Proof:  Let $\Delta$ denote the set $\left\{z \in \mathbb{C} : |z| < M \text{ and } \Im(z) \geq 0 \right\}$ - which is connected.
Now, for $0 \leq k \leq \lfloor \frac{n}{2} \rfloor$, let $\Gamma_{k}$ denote the image of $\Delta^{k} \times (-M, M)^{n -2 k}$ by the continuous function $f_{k} : \mathbb{C}^{k} \times \mathbb{C}^{n -2 k} \rightarrow \mathbb{C}^{n}$ defined by $$f_{k}\left(\alpha_{1}, ..., \alpha_{k}, \beta_{1}, ..., \beta_{n -2 k}\right) = \left(\alpha_{1}, \overline{\alpha_{1}}, ..., \alpha_{k}, \overline{\alpha_{k}}, \beta_{1}, ..., \beta_{n -2 k}\right)$$
Then, for every integer $0 \leq k \leq \lfloor \frac{n}{2} \rfloor$, the set $\Gamma_{k}$ is connected and contains $(-M, M)^{n}$.

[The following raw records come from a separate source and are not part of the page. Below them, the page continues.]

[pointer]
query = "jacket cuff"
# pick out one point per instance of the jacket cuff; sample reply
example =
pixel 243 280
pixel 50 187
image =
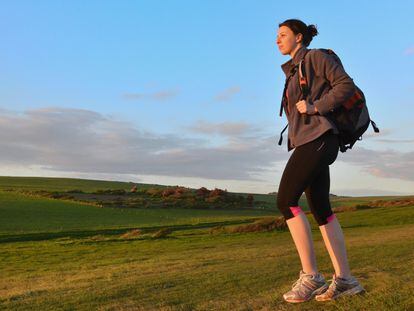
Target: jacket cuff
pixel 309 102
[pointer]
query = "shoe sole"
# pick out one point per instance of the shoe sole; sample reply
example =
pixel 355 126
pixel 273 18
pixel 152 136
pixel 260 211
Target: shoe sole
pixel 353 291
pixel 318 291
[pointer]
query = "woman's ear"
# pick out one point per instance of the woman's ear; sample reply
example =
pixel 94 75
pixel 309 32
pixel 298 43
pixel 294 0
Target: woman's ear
pixel 299 38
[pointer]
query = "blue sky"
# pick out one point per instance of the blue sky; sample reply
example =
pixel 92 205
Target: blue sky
pixel 188 92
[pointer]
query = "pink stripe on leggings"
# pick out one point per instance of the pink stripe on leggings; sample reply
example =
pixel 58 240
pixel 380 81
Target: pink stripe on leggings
pixel 296 210
pixel 330 218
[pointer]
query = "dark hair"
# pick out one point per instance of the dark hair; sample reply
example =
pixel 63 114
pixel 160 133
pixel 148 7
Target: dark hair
pixel 297 26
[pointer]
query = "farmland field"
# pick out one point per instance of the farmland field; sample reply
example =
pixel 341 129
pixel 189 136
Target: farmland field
pixel 67 255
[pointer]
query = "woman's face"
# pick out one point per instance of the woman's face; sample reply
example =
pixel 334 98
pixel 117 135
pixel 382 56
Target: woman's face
pixel 287 41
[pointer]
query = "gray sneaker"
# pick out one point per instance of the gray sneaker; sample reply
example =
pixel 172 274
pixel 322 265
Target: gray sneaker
pixel 306 287
pixel 341 287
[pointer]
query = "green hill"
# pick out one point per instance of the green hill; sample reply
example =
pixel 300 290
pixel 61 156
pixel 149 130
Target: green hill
pixel 64 255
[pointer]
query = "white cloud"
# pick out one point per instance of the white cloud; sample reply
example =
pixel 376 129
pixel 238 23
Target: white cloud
pixel 73 140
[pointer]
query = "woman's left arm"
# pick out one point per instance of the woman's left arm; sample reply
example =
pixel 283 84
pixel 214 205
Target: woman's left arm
pixel 342 85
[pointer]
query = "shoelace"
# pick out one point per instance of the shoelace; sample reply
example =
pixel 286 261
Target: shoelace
pixel 297 283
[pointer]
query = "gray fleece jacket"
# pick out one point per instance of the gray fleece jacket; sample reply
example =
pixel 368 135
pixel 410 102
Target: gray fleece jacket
pixel 329 87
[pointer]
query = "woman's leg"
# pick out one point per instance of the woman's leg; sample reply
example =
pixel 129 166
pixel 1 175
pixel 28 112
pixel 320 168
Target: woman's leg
pixel 318 199
pixel 335 244
pixel 300 231
pixel 302 167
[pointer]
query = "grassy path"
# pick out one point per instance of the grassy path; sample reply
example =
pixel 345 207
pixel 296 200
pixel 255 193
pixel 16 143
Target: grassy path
pixel 193 270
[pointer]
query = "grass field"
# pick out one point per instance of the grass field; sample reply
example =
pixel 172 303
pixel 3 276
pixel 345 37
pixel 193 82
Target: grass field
pixel 57 255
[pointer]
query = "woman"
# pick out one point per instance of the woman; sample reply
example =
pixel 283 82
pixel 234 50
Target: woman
pixel 307 170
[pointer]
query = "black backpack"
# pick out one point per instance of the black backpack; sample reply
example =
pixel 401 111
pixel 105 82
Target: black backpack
pixel 351 118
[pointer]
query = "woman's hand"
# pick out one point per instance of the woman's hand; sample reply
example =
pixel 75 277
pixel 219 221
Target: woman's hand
pixel 304 107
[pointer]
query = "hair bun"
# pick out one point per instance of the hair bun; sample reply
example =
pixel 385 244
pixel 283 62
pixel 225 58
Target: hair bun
pixel 312 30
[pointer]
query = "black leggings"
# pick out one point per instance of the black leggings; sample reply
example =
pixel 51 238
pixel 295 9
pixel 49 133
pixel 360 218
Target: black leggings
pixel 308 170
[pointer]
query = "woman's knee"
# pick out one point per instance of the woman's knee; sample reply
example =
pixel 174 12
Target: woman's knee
pixel 288 208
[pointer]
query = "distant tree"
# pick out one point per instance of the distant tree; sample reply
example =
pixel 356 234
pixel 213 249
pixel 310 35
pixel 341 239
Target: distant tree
pixel 250 199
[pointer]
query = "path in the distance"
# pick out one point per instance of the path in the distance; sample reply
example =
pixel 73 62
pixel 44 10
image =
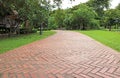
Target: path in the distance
pixel 64 55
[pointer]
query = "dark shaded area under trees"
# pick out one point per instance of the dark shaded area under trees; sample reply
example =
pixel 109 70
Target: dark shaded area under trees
pixel 24 16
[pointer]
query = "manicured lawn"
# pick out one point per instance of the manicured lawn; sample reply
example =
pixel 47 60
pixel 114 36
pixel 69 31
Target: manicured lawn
pixel 111 39
pixel 14 42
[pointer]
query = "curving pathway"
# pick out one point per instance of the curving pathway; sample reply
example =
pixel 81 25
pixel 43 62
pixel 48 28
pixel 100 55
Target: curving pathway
pixel 64 55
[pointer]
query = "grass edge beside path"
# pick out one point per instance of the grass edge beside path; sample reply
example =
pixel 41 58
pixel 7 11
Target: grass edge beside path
pixel 108 38
pixel 7 44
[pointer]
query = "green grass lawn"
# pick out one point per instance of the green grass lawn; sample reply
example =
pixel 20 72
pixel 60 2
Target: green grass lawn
pixel 7 44
pixel 111 39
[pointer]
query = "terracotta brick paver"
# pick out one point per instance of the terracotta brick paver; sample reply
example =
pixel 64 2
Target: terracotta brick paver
pixel 64 55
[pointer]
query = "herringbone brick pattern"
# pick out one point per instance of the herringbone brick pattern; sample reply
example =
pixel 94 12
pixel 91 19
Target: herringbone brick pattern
pixel 63 55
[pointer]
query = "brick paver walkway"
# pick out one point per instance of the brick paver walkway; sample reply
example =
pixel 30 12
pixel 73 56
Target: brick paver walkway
pixel 63 55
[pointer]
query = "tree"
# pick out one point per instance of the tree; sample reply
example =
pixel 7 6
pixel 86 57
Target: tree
pixel 99 6
pixel 83 17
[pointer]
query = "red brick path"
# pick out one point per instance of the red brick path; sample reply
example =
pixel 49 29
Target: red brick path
pixel 63 55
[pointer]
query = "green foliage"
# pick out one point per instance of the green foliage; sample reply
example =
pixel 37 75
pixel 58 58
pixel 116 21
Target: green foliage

It follows that the set $$\Gamma = \bigcup_{k = 0}^{\lfloor \frac{n}{2} \rfloor} \Gamma_{k}$$ is connected.
Thus, the set $$E = \left\{ \left(a_{0}, ..., a_{n -1}\right) \in \mathbb{R}^{n} : \text{ all the roots of } x^{n} +\sum_{k = 0}^{n -1} a_{k} x^{k} \in \mathbb{R}[x] \text{ have modulus } < M \right\}$$ - which is the image of $\Gamma$ by the continuous function $g : \mathbb{C}^{n} \rightarrow \mathbb{C}^{n}$ defined by $$g\left(x_{1}, ..., x_{n}\right) = \left( (-1)^{n -k} \sum_{1 \leq i_{1} < ... < i_{n -k} \leq n} x_{i_{1}} ... x_{i_{n -k}} \right)_{0 \leq k \leq n -1}$$ - is connected.  
P.S: The image of $\left\{ z \in \mathbb{C} : |z| < M\right\}^{n}$ by the function $g$ is the set $$\left\{ \left(a_{0}, ..., a_{n -1}\right) \in \mathbb{C}^{n} : \text{ all the roots of } x^{n} +\sum_{k = 0}^{n -1} a_{k} x^{k} \in \mathbb{C}[x] \text{ have modulus } < M \right\}$$ which is different from $E$.